Też tak miałem (szczególnie przy ostatniej potyczce), ale myślałem, że to normalne. Coś te mutki cheatują chyba :P

Dnia 26.08.2009 o 19:01, Blackhand napisał:

Mogłoby być 9, ale nie będę wybrzydzał ;).

Też daję 9 :)

Udostępnij ten post


Link to postu
Udostępnij na innych stronach
Dnia 26.08.2009 o 19:01, Blackhand napisał:

Prawdziwe to chyba jest to, w którym naszej postaci nic (bardzo ;)) złego się nie przydarza
;). Poza tym każda ważniejsza lokacja ma parę swoich zakończeń (zależnych od poczynać
naszego herosa), które zawsze mają postać obrazka z tekstem wygłaszanym przez lektora.
(pełną listę zakończeń można znaleźć praktycznie w każdym poradniku - polecam zajrzeć
np. na NMA)

Się zobaczy. Ja w każdym razie dopiero po ukatrupieniu pewnego osobnika zobaczyłem napisy końcowe - wcześniej mnie od razu wywalało do menu. A obrazki widziałem, i muszę powiedzieć, że pasują do Fallouta jako takiego - grałem dobrą postacią, i świat dzięki mnie miał być lepszy. Lepszy, ale wciąż daleko mu do dobrego.
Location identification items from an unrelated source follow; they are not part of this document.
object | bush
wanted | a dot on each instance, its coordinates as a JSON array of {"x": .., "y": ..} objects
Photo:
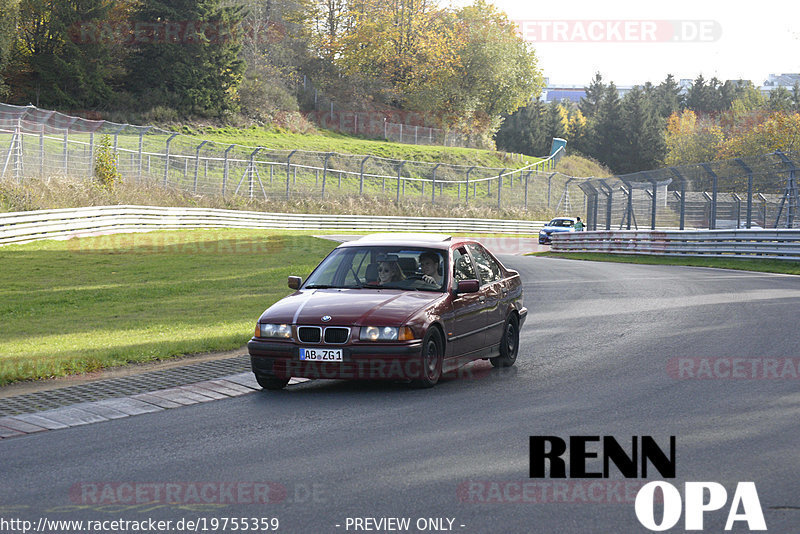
[{"x": 105, "y": 164}]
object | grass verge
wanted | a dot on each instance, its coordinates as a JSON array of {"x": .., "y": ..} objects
[
  {"x": 84, "y": 304},
  {"x": 759, "y": 265}
]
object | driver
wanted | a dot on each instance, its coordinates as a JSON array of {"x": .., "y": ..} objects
[
  {"x": 429, "y": 263},
  {"x": 389, "y": 271}
]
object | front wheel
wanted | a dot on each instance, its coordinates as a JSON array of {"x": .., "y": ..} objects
[
  {"x": 271, "y": 382},
  {"x": 509, "y": 344},
  {"x": 432, "y": 358}
]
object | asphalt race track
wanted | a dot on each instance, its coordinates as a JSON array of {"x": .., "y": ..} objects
[{"x": 608, "y": 350}]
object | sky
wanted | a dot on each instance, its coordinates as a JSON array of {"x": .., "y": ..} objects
[{"x": 633, "y": 42}]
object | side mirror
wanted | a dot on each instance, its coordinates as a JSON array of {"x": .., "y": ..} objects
[{"x": 467, "y": 286}]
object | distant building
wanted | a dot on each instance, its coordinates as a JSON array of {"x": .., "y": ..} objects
[
  {"x": 558, "y": 92},
  {"x": 779, "y": 80},
  {"x": 573, "y": 93}
]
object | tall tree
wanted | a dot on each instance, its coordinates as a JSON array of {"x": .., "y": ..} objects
[
  {"x": 190, "y": 61},
  {"x": 8, "y": 30},
  {"x": 57, "y": 62},
  {"x": 556, "y": 120},
  {"x": 523, "y": 131}
]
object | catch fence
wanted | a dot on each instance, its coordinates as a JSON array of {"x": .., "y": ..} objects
[
  {"x": 752, "y": 192},
  {"x": 40, "y": 143}
]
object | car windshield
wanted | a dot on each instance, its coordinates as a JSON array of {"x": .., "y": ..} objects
[{"x": 395, "y": 267}]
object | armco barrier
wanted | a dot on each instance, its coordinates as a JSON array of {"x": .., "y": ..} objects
[
  {"x": 776, "y": 244},
  {"x": 20, "y": 227}
]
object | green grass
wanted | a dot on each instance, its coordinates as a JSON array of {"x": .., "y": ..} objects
[
  {"x": 85, "y": 304},
  {"x": 326, "y": 141},
  {"x": 759, "y": 265}
]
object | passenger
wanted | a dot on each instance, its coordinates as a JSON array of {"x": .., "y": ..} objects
[
  {"x": 429, "y": 263},
  {"x": 389, "y": 271}
]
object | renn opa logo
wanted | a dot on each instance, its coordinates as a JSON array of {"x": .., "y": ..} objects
[{"x": 547, "y": 451}]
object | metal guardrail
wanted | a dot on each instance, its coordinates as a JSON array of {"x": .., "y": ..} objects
[
  {"x": 19, "y": 227},
  {"x": 772, "y": 244}
]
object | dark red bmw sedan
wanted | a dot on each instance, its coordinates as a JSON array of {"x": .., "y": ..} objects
[{"x": 392, "y": 307}]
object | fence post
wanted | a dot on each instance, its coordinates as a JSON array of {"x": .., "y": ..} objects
[
  {"x": 288, "y": 171},
  {"x": 166, "y": 158},
  {"x": 500, "y": 188},
  {"x": 91, "y": 154},
  {"x": 527, "y": 176},
  {"x": 467, "y": 195},
  {"x": 225, "y": 169},
  {"x": 683, "y": 195},
  {"x": 361, "y": 176},
  {"x": 433, "y": 184},
  {"x": 399, "y": 177},
  {"x": 325, "y": 172},
  {"x": 749, "y": 172},
  {"x": 141, "y": 146},
  {"x": 654, "y": 206},
  {"x": 197, "y": 162},
  {"x": 713, "y": 216},
  {"x": 41, "y": 152},
  {"x": 66, "y": 140},
  {"x": 251, "y": 170}
]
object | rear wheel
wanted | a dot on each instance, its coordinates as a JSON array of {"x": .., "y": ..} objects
[
  {"x": 509, "y": 343},
  {"x": 271, "y": 382},
  {"x": 432, "y": 357}
]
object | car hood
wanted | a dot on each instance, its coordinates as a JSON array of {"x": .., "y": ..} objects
[{"x": 350, "y": 306}]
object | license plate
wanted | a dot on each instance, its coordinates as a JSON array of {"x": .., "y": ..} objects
[{"x": 321, "y": 355}]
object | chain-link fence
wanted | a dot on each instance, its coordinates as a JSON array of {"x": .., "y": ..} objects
[
  {"x": 752, "y": 192},
  {"x": 40, "y": 143}
]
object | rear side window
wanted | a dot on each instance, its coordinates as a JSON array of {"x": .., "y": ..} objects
[{"x": 486, "y": 265}]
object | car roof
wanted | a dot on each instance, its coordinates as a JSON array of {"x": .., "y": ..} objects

Dnia 26.08.2009 o 19:01, Blackhand napisał:

Postać w ulepszonym PA jest właściwie nie do ruszenie (mnie zdarzało się zginąć jedynie
w przypadku krytyka, które podejrzanie często trafiały się mutkom z minigunami), nawet
bez TP (TP ma "jedynie" trochę wyższe obrażenia od zwykłej), bo bez niej potrzeba jedynie
trochę więcej amunicji i czasu :).

Taa, na szczęście miniguny mają spory rozrzut, więc zazwyczaj tych krytyków nie dostawałem ja, a mutki stojące koło mnie. ^^ Ale zdarzyło się czasem oberwać ponad 100, ba, raz chyba wyrwałem 200PW.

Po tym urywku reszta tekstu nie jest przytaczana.